Ebola outbreak SHOCK: One in four believe deadly virus is FAKE – study finds

Harvard University researchers said that public mistrust in health workers and authorities is now the biggest obstacle to thwarting the epidemic, with many refusing vaccines, resisting treatment and hiding symptoms. Those who believed rumours that Ebola is a hoax and does not exist were 15 times less likely to seek formal medical help and five times less likely to accept vaccination, found the study, based on 961 interviews carried out in September. Ebola is a severe and often fatal disease that causes haemorrhaging, fever and bloody vomiting and spreads through direct contact with body fluids. 

While Ebola victims are not contagious until they develop symptoms, their bodies remain infectious after death.

The virus has infected some 1,022 people and killed around 639 in eastern DR Congo since August, according to the health ministry.

In recent weeks, there has been on average eight new cases per day, an uptick that has sparked concern among aid agencies.  

The researchers found that trust in public authorities had already been eroding in the hotspot cities of Beni and Butembo before Ebola struck local populations there, mostly due to decades of armed conflict and poor governance. 

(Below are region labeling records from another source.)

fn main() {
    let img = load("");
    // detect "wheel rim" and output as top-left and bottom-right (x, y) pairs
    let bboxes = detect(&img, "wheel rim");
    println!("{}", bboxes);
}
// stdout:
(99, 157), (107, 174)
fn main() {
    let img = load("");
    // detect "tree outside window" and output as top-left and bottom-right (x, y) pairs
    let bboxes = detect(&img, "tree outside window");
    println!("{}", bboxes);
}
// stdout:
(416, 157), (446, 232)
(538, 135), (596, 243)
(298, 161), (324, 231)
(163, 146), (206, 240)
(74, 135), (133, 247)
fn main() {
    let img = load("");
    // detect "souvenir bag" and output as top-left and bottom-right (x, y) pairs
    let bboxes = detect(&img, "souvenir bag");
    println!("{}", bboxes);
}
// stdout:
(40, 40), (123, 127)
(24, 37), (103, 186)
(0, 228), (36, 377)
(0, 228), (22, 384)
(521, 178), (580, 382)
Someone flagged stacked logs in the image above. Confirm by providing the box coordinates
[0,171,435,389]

Patrick Vinck, the study’s lead author from Harvard Medical School, “It’s been three years now that we saw a declining level of trust in those actors, and the Ebola crisis comes on top of that and accelerates the distrust.

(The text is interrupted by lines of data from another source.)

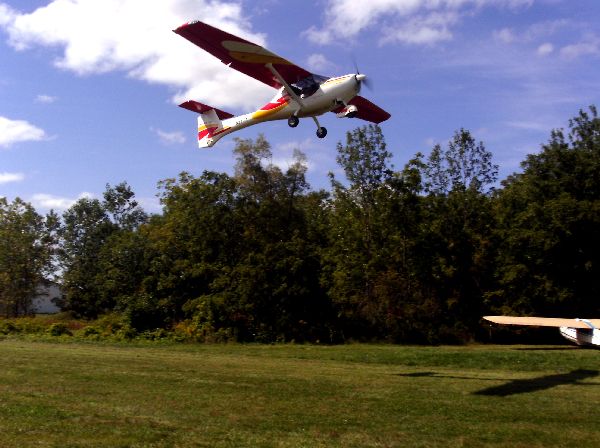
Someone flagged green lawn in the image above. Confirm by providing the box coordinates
[0,339,600,448]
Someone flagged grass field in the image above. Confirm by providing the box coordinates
[0,339,600,448]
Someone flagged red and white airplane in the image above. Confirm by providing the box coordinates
[483,316,600,347]
[174,21,390,148]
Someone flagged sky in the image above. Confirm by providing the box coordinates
[0,0,600,213]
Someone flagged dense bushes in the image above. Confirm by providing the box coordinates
[0,107,600,343]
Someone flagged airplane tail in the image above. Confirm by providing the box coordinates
[179,101,233,148]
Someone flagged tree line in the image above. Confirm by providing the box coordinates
[0,106,600,343]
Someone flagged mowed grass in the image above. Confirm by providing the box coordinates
[0,339,600,448]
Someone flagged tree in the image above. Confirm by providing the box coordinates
[327,125,393,336]
[0,198,56,317]
[488,106,600,316]
[412,129,498,340]
[59,182,147,318]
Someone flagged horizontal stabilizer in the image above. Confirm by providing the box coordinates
[179,100,233,120]
[483,316,600,328]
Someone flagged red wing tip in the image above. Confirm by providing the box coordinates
[173,20,200,34]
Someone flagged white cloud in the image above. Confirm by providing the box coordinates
[560,37,600,59]
[304,0,533,44]
[537,42,554,56]
[150,128,186,145]
[0,173,25,185]
[0,116,47,147]
[306,53,336,72]
[0,0,272,108]
[35,93,58,104]
[381,12,458,45]
[30,191,94,211]
[492,28,517,44]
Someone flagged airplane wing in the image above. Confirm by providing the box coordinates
[333,95,391,124]
[173,21,311,89]
[483,316,600,329]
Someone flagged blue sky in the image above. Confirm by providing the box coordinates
[0,0,600,212]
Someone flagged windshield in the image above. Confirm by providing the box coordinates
[290,75,329,98]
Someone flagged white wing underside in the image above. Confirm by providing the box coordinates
[483,316,600,329]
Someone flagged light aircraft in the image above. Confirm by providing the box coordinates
[173,21,390,148]
[483,316,600,347]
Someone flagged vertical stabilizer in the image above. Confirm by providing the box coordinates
[179,101,233,148]
[198,109,223,148]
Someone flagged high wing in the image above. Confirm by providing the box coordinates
[173,21,311,89]
[483,316,600,329]
[349,95,391,124]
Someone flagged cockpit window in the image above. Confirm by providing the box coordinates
[290,75,329,98]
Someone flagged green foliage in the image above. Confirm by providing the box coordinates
[488,107,600,316]
[47,322,73,336]
[16,107,600,344]
[0,197,56,317]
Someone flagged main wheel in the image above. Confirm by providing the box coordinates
[317,127,327,138]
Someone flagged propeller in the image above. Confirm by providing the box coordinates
[352,58,373,92]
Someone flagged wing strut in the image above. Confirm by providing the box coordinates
[265,62,304,113]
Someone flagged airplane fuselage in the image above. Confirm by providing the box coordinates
[559,327,600,347]
[198,74,360,147]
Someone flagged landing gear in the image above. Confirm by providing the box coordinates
[312,117,327,138]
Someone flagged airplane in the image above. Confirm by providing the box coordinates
[483,316,600,347]
[173,21,391,148]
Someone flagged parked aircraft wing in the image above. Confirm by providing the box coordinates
[173,21,311,89]
[340,95,391,124]
[483,316,600,329]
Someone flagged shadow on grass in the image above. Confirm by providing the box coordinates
[396,369,600,397]
[475,369,600,397]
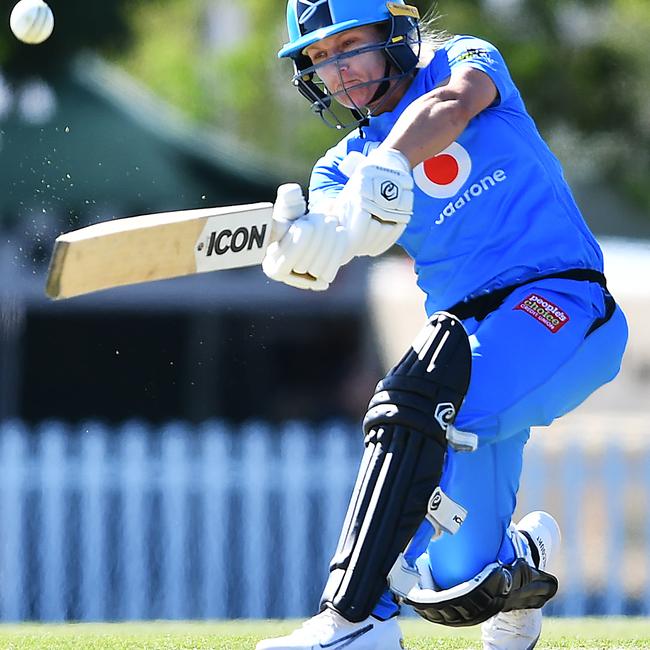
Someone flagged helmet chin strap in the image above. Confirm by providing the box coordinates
[367,61,390,106]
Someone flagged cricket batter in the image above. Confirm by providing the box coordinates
[257,0,627,650]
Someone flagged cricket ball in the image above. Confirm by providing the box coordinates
[9,0,54,45]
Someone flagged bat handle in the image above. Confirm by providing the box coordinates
[271,183,307,241]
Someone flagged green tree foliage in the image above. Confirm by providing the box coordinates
[0,0,143,77]
[0,0,650,208]
[111,0,650,206]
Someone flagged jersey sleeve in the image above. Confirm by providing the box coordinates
[440,36,519,105]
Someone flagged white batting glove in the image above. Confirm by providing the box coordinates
[262,186,347,291]
[331,149,413,262]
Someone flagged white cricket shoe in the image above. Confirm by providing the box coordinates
[255,608,404,650]
[481,511,561,650]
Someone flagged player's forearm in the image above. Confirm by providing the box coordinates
[381,88,471,167]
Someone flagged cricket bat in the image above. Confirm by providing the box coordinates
[45,201,274,300]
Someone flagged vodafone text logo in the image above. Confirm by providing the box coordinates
[413,142,508,226]
[413,142,472,199]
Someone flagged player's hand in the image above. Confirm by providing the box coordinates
[331,149,413,262]
[262,186,347,291]
[262,212,347,291]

“In some ways, we are now paying the consequences of many years of lack of interest and focus on this issue.” 

Community resistance is said to be highest in and around Butembo, the latest epicentre of the second-deadliest outbreak in history.  

Jean-Philippe Marcoux, country director for the international aid group Mercy Corps, warned: “We need to – as much as possible and rapidly – scale down the presence of security forces with response teams, because it is creating more harm than good right now.”

Rebels have an active and open presence in the area and health workers are often escorted by police and soldiers for security, which makes villagers all the more suspicious, aid workers have warned.

Attacks on clinics and responders have become common. The aid agency Médecins Sans Frontières (MSF) was forced to suspend its Ebola activities in DR Congo last month after one of its clinics was torched in an arson attack.

MSF’s international president Joanne Liu has since urged the Congolese authorities to de-militarise the Ebola response, warning the disease would continue to run amok unless the community trusted the authorities and were treated humanely.

Mrs Liu told reporters in Geneva: “The existing atmosphere can only be described as toxic.”

She added that aid workers were increasingly seen as the enemy and that the presence of security and police forces only served to deepen suspicions Ebola is being used as a political tool.

Mrs Lieu said: “There is a lot of militarisation of the Ebola response.

“Using police to force people into complying with health measures is not only unethical, it’s totally counterproductive. The communities are not the enemy.”

The world’s worst epidemic of Ebola killed more than 11,300 people in West Africa from 2013 to 2016.

DR Congo has been trapped in violence for more than two decades, and the east has multiple armed groups all fighting for control of the mineral-rich land.